Metamorfosi o trasformazione?
Bion, a proposito dei mutamenti attivati da un percorso terapeutico, parlava di "trasformazione", intendendo con questo termine la possibilità di prendere finalmente le distanze dai condizionamenti esterni (tipicamente quelli familiari) per ascoltare la voce del proprio desiderio. Ciò a partire non da un netto rifiuto dell'eredità familiare, ma da un suo riconoscimento. Solo riconoscendo le proprie radici si può diventare se stessi. La liberazione dalle catene del passato avviene sempre sullo sfondo di una rivisitazione critica della propria storia, che non mira a negarla, rifiutarla, cancellarla, bensì ad accettarla come parte fondante di sè e che tuttavia non riassume, non riassorbe tutto il nostro essere.
L'autentica trasformazione va però distinta da una figura in apparenza simile, ma che a ben vedere non vi ha proprio nulla a che vedere. Si tratta della " metamorfosi", ovvero di una serie di cambiamenti continui, solo superficiali, inconcludenti. Qui manca del tutto la dimensione dell'autenticità, della scoperta del proprio desiderio e della dedizione necessaria perché si realizzi.

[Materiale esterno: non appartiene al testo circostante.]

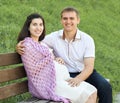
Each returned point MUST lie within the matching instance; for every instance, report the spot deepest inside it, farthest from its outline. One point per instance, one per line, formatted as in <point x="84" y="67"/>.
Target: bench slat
<point x="12" y="74"/>
<point x="9" y="59"/>
<point x="13" y="89"/>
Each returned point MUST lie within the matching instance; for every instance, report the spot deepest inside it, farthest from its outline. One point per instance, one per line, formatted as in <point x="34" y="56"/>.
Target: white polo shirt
<point x="73" y="52"/>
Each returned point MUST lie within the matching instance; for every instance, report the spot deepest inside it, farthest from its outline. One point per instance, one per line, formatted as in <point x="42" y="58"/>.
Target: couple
<point x="47" y="73"/>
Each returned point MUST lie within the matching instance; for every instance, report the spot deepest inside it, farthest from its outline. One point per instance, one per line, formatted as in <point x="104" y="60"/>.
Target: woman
<point x="47" y="79"/>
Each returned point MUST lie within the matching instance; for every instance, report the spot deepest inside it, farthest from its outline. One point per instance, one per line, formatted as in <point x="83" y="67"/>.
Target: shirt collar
<point x="77" y="37"/>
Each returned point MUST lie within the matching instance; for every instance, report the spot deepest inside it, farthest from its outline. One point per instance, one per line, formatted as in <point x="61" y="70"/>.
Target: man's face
<point x="69" y="21"/>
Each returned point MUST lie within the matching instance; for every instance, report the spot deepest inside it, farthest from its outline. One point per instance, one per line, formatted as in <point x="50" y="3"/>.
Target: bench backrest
<point x="11" y="72"/>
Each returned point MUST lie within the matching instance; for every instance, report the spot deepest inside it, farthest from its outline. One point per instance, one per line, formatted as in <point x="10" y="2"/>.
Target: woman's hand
<point x="59" y="60"/>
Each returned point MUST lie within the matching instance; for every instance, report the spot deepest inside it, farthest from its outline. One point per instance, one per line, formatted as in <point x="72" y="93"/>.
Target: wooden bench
<point x="13" y="80"/>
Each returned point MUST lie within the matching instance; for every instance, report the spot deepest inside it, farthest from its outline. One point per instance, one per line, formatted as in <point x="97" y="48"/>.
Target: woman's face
<point x="36" y="28"/>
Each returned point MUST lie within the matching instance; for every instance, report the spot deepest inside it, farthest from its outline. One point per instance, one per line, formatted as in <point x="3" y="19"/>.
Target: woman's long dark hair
<point x="25" y="30"/>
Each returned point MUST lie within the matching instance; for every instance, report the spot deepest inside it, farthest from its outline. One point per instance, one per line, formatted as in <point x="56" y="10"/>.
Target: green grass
<point x="99" y="18"/>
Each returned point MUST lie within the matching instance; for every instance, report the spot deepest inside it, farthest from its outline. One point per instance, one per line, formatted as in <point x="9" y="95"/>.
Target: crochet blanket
<point x="39" y="66"/>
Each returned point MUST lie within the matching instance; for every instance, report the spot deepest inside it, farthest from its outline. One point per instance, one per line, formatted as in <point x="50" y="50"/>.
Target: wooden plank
<point x="9" y="59"/>
<point x="12" y="74"/>
<point x="13" y="89"/>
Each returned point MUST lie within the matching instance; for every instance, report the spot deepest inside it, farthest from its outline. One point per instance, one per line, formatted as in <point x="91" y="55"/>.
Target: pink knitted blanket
<point x="39" y="67"/>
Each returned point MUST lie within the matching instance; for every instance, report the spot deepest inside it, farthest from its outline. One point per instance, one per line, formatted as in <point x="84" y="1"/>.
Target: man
<point x="78" y="51"/>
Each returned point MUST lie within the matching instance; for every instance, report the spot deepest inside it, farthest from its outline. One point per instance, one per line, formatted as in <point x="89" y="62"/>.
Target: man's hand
<point x="20" y="48"/>
<point x="74" y="82"/>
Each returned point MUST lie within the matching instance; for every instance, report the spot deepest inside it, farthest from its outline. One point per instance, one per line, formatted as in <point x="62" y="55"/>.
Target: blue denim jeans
<point x="103" y="86"/>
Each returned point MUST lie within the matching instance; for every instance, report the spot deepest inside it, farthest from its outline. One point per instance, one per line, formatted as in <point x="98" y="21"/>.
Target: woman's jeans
<point x="104" y="88"/>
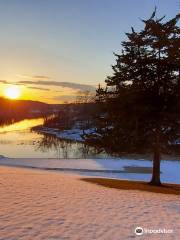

La metamorfosi è di facciata, non ha sostanza. È un falso movimento, assomiglia ad un capriccio, come viene se ne va. Di fatto non riflette un movimento di vera separazione dall'altro, bensì il permanere di una certa dipendenza nei suoi confronti. Non comporta la scelta per ciò che riflette un'aspirazione intima e personale ma rimane nella logica mimetica del fare le cose che fanno gli altri, che possono piacere agli altri, camaleonticamente. E, come tutte le azioni portate avanti per pura seduzione o compiacenza, porta presto o tardi all'insoddisfazione.
Un percorso psicoanaliticamente orientato può dunque aiutare chi si trova impigliato nella rete dell'insoddisfazione cronica e della noia ad inoltrarsi in un processo di trasformazione. Che in quanto tale richiede tempo, fatica, costanza e disponibilità a guardare indietro nel tempo. Non tanto per sostare nella nostalgia del passato, nel rimpianto o nella rabbia, ma per recuperare il contatto con ciò che si è stati in vista di quello che si vuole diventare.
Conoscere a fondo il "potere di ieri" fa sì che se ne possa prendere le distanze e depotenziare la forza. Recuperando così la libertà di dedicarsi a qualcosa di originale, di veramente singolare ed inimitabile. A partire magari proprio da un inciampo, da un fallimento, da un errore, dalla consapevolezza dei propri limiti, fondamentale per convogliare le proprie energie nella direzione che più ci appartiene.